Zmierzył mnie wzrokiem i uśmiechnął się krzywo.
– Okej, teraz zrozumiałem. Brzmi świetnie. Jesteś na tyle barwną postacią, że to może się udać. Trzymam kciuki.
Uff, jestem w domu!
– Cudownie, że się cieszysz – odparłam zachwycona, klaszcząc w dłonie. Chwyciłam jego twarz i pocałowałam go w usta, w tym samym momencie rozlewając kawę moim obfitym biustem wprost na jego krocze.

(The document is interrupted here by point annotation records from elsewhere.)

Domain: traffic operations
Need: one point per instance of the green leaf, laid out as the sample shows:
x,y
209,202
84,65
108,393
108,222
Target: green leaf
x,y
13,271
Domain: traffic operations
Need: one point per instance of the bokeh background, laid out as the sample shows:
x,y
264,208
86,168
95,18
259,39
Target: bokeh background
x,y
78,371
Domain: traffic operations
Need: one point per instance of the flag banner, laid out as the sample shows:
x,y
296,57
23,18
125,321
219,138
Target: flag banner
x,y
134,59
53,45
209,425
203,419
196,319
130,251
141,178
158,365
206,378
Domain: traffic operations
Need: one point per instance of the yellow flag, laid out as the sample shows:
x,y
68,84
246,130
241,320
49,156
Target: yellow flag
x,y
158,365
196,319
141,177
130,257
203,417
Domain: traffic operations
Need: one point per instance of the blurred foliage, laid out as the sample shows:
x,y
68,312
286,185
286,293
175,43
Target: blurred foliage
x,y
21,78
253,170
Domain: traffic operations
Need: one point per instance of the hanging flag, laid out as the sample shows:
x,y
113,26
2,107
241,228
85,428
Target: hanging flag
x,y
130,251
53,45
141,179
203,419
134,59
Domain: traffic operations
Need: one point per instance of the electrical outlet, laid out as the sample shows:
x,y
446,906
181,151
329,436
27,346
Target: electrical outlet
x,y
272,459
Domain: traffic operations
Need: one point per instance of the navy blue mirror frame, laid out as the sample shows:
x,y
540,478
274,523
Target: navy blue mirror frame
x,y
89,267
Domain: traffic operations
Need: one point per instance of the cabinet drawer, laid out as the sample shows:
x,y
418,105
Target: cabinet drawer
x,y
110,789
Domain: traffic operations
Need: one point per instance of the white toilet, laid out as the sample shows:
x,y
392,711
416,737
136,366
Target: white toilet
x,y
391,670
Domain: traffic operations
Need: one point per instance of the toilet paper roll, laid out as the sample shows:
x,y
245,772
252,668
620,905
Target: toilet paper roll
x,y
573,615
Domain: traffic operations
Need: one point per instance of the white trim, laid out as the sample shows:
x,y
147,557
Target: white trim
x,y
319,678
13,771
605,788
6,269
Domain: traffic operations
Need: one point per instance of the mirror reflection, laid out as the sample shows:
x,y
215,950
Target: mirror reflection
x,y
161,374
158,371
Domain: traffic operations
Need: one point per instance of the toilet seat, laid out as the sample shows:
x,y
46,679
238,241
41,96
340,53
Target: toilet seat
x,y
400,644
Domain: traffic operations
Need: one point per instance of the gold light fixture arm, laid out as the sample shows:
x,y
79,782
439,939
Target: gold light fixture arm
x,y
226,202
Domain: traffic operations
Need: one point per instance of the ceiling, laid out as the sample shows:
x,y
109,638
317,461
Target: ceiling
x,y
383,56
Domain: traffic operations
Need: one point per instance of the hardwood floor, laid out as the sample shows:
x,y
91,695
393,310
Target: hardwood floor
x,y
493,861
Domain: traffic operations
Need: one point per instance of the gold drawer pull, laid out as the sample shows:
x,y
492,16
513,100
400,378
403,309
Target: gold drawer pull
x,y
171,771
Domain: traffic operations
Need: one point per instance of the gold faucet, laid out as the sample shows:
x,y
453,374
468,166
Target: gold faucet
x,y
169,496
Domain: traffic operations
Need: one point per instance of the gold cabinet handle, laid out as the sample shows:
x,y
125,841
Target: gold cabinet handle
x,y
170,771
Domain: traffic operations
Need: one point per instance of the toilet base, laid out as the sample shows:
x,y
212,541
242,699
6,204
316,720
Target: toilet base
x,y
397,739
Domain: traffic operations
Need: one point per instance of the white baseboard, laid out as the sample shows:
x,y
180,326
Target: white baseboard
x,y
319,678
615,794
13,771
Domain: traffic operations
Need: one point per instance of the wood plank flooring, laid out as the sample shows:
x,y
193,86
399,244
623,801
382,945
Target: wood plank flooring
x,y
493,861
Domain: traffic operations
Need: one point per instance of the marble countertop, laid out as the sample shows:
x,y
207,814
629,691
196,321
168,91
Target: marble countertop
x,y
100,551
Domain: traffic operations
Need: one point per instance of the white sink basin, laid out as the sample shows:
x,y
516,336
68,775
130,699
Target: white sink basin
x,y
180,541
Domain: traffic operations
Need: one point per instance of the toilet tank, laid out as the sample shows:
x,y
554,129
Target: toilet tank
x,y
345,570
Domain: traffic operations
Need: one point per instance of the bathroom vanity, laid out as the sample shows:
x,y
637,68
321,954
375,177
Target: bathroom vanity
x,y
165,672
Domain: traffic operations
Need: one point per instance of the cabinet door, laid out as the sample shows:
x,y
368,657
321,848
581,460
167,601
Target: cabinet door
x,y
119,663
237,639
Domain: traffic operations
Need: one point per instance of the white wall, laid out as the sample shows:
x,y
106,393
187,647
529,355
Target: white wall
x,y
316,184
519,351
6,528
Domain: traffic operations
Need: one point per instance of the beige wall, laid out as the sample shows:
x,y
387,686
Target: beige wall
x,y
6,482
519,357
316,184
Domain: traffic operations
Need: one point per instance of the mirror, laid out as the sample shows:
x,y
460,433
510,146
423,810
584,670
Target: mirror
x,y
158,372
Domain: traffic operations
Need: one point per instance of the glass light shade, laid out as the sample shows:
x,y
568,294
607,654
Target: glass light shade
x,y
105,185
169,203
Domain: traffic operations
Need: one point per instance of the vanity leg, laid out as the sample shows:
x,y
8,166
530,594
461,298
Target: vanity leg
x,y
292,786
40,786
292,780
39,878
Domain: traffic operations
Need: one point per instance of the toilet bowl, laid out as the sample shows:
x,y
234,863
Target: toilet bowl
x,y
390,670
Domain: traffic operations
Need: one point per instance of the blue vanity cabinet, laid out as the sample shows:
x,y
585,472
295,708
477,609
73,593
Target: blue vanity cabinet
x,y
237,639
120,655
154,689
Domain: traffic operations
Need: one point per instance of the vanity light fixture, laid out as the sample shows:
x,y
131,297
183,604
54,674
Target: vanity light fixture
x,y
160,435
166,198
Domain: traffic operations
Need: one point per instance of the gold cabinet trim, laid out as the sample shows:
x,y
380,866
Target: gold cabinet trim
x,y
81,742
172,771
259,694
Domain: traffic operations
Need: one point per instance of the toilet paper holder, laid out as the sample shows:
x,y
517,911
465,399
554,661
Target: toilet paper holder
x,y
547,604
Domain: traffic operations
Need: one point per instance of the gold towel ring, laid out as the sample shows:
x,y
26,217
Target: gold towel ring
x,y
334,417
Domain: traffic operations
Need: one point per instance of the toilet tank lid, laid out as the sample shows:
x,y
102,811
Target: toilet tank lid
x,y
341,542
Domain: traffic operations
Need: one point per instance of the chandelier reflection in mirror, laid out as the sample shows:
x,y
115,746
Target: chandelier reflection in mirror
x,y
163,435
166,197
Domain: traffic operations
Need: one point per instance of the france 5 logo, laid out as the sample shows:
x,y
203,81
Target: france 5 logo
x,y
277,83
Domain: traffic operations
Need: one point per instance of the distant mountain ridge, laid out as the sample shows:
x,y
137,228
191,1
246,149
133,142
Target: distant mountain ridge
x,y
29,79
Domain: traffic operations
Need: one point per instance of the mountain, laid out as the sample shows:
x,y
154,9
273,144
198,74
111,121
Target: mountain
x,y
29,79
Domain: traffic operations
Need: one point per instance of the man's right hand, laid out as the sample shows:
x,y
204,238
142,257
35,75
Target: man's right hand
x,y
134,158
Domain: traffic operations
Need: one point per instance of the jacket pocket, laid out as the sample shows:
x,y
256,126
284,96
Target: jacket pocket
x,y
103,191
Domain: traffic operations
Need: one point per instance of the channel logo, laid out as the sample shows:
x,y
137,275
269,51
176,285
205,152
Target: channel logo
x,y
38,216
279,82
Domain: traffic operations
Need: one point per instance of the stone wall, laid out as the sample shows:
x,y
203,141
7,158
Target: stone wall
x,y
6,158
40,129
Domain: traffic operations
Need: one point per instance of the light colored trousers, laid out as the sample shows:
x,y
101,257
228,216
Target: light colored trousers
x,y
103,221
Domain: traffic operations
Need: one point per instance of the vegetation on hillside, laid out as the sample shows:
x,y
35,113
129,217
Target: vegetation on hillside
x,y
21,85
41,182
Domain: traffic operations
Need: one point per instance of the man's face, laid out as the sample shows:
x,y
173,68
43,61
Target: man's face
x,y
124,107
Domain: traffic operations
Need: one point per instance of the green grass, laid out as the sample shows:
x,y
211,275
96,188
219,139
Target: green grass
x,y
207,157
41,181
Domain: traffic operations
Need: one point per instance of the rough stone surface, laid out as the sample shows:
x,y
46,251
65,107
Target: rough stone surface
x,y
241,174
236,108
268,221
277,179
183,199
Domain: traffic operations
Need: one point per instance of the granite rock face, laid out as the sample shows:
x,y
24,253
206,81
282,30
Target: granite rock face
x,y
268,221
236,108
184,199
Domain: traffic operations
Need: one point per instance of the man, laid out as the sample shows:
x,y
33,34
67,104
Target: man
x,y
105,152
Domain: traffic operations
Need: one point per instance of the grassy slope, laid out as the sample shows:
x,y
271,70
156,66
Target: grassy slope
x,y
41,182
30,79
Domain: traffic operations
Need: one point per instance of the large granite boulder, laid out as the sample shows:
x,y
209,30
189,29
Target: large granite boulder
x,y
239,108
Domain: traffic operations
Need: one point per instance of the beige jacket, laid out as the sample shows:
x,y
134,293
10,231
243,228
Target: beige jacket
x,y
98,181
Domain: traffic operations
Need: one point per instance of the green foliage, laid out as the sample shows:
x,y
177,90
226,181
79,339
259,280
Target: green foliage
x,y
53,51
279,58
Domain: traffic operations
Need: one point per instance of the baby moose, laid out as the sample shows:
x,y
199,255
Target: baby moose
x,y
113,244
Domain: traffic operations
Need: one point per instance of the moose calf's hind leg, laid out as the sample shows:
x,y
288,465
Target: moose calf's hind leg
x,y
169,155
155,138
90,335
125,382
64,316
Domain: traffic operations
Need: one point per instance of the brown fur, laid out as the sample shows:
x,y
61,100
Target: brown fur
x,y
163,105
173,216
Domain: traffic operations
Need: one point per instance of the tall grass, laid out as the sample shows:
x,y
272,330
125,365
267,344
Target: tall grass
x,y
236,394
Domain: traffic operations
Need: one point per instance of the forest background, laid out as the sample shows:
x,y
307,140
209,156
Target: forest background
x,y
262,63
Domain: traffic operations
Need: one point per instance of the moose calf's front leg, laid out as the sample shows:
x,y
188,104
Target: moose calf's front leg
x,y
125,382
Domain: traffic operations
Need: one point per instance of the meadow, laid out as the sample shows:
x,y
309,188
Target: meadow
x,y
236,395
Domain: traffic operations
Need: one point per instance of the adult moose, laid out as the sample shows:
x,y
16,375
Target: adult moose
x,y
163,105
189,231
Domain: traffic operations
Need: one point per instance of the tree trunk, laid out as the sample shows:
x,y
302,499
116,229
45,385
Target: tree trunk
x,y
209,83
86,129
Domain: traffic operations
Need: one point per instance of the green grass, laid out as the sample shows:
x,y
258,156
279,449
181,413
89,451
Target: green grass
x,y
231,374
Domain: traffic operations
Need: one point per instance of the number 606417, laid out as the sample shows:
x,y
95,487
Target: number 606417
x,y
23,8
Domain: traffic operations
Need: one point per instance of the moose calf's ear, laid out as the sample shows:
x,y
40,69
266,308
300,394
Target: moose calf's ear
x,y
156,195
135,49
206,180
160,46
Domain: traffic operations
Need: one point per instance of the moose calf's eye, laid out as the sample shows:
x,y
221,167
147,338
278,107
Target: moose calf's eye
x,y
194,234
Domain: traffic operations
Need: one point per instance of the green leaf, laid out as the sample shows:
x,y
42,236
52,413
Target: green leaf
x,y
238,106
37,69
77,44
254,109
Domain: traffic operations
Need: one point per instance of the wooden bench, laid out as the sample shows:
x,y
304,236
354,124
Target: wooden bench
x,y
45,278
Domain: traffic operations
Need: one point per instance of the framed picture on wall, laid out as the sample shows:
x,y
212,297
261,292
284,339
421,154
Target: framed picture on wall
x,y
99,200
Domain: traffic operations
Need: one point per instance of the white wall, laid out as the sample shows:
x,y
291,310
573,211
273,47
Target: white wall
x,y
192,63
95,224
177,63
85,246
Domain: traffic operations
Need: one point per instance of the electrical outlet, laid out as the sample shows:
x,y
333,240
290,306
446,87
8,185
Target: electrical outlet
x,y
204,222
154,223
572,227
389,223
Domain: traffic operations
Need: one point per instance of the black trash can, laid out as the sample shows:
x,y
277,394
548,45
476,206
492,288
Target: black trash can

– Cholera! – wrzasnął, wzbudzając zainteresowanie pozostałych gości i poruszenie obsługi.
Przerażona patrzyłam, jak z beżowych spodni skapywało moje beztłuszczowe latte. Zamarłam i zakryłam usta dłonią.
– Przepraszam.
Adaś patrzył na mnie wściekły wobec podśmiechującego się tłumu gapiów. Chwyciłam serwetki i zaczęłam wycierać jego krocze, co tylko powiększyło plamę rozchodzącą się już teraz na pozostałą powierzchnię ud.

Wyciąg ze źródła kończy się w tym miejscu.